Thursday, November 14, 2019

“In this World”

While the work of Mary is something clear and simple, it can never be defined in fixed activities, because how the work of Mary is to be done will depend on the changing times, cultures and needs of the world. Two of Colin’s early realisations will help us here.The first one is summed up in three words he uses in his Constitutions: Marists find their rightful place in this world. This realisation was probably an element in Colin’s transformation at Cerdon. From one whose only thought was to retire into the forest, Colin emerged as a Founder and Superior General of a Congregation whose horizons extended to the end of the world. He began to realise that the arena for the work of Mary, where she wants Marists to be, is in this world.

In the world because Marists are not to be monks or hermits, but people of the market place. In this world, because Marists find themselves in the world as it is, and not in an idealised world of the past, or a utopian world of the future. And finally, they are in the world, and not on the sideline watching with regret the passing of an age.

The second conviction for Colin was that if this world, and the whole of this world, is the arena for Mary’s work, then a vast organisation is necessary: priests, religious and laity all working in their own environment and according to their own vocation.

This idea was clearly grasped at the beginning, especially by the lay people.
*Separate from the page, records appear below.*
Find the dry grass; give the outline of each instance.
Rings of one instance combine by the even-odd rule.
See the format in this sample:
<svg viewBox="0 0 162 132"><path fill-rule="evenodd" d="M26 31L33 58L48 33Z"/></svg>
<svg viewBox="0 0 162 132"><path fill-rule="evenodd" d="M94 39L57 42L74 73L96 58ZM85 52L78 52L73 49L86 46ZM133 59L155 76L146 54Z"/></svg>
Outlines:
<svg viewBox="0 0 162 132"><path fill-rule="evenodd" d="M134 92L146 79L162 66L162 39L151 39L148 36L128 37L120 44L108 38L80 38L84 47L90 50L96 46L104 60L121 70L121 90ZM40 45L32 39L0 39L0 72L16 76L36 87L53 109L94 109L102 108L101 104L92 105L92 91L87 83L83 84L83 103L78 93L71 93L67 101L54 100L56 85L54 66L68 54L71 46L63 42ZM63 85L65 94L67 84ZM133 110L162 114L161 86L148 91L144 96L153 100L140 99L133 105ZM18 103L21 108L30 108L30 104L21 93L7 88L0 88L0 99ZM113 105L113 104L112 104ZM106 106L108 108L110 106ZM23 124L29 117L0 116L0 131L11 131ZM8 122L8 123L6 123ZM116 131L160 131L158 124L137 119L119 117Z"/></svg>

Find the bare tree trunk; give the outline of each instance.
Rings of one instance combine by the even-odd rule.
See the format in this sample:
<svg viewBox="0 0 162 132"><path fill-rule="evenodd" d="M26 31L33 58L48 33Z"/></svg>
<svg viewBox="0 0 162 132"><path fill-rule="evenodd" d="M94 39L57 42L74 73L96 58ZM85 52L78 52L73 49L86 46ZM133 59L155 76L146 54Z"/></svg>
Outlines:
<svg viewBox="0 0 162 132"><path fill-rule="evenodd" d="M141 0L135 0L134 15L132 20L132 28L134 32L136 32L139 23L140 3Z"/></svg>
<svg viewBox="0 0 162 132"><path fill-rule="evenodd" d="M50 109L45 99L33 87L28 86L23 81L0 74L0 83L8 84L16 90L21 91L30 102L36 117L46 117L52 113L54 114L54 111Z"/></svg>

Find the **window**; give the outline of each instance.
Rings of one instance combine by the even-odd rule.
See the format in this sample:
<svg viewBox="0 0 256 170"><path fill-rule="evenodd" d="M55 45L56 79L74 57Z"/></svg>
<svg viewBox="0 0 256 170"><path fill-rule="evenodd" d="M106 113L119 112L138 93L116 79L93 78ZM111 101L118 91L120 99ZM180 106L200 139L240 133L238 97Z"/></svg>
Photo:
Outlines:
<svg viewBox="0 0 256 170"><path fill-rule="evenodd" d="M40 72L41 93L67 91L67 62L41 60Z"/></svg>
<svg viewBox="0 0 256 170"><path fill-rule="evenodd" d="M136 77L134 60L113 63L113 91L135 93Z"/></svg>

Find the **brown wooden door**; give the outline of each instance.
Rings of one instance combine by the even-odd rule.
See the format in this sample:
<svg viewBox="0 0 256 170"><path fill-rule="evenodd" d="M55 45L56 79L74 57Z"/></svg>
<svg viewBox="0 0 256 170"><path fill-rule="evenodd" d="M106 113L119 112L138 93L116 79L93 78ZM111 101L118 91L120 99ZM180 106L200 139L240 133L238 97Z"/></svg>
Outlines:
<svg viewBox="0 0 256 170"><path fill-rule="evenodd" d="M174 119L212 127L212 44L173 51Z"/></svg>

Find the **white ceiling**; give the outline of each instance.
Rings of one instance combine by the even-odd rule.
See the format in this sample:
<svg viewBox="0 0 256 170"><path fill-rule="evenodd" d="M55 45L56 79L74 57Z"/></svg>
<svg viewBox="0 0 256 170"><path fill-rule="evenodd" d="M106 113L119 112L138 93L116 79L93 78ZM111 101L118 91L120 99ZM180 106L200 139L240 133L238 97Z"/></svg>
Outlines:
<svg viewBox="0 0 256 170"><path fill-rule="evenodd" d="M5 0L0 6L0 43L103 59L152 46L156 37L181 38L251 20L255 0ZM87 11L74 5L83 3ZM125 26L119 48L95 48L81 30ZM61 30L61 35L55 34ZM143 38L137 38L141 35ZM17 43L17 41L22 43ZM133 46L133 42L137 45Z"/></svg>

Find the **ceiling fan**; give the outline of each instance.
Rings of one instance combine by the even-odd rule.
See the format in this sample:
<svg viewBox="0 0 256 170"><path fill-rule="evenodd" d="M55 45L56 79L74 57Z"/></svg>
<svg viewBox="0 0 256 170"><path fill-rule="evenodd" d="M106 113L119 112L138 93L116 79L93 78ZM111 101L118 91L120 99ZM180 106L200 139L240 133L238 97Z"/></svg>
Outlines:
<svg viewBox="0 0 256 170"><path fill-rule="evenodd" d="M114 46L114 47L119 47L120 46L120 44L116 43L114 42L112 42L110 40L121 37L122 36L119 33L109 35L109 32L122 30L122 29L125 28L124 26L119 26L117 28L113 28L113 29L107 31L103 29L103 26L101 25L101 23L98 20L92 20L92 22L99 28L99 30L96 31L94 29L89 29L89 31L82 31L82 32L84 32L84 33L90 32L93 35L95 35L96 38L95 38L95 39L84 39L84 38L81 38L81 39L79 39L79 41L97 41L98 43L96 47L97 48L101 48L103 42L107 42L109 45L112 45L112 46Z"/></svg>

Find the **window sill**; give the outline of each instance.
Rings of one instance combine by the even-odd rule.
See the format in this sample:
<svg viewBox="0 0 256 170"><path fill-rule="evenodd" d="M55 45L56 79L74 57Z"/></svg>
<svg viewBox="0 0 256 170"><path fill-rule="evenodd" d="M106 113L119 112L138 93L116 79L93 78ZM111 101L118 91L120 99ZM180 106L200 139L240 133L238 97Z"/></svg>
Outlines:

Even in the early years at Cerdon, the Colin brothers had gathered about 30 lay men together in the presbytery. In Lyon another group of men formed, showing astonishing initiative.

In the course of time, several other branches developed: groups for single women, for mothers, for girls, for young men, for married men, and for diocesan priests. These people knew they belonged “in the world”.

However because of the decision of the Roman authorities, “Society of Mary” came to mean only “order of priests”.

By 1872 the “Third Order” was no longer considered as one of the branches of the “Society”; it had become a loose appendage of the Marist priests.

Something of the cutting edge of the original plan was lost.

When a congregation is defined as a “congregation of priests” then inevitably lay people become objects of the ministry of the priests. As we understand the project today, lay people are not the objects of the priests’ ministry, nor even sharers in their ministry.

Rather, all Marists – priests, religious and laity – are to involve themselves in “the work of Mary” and to do it “in this world”.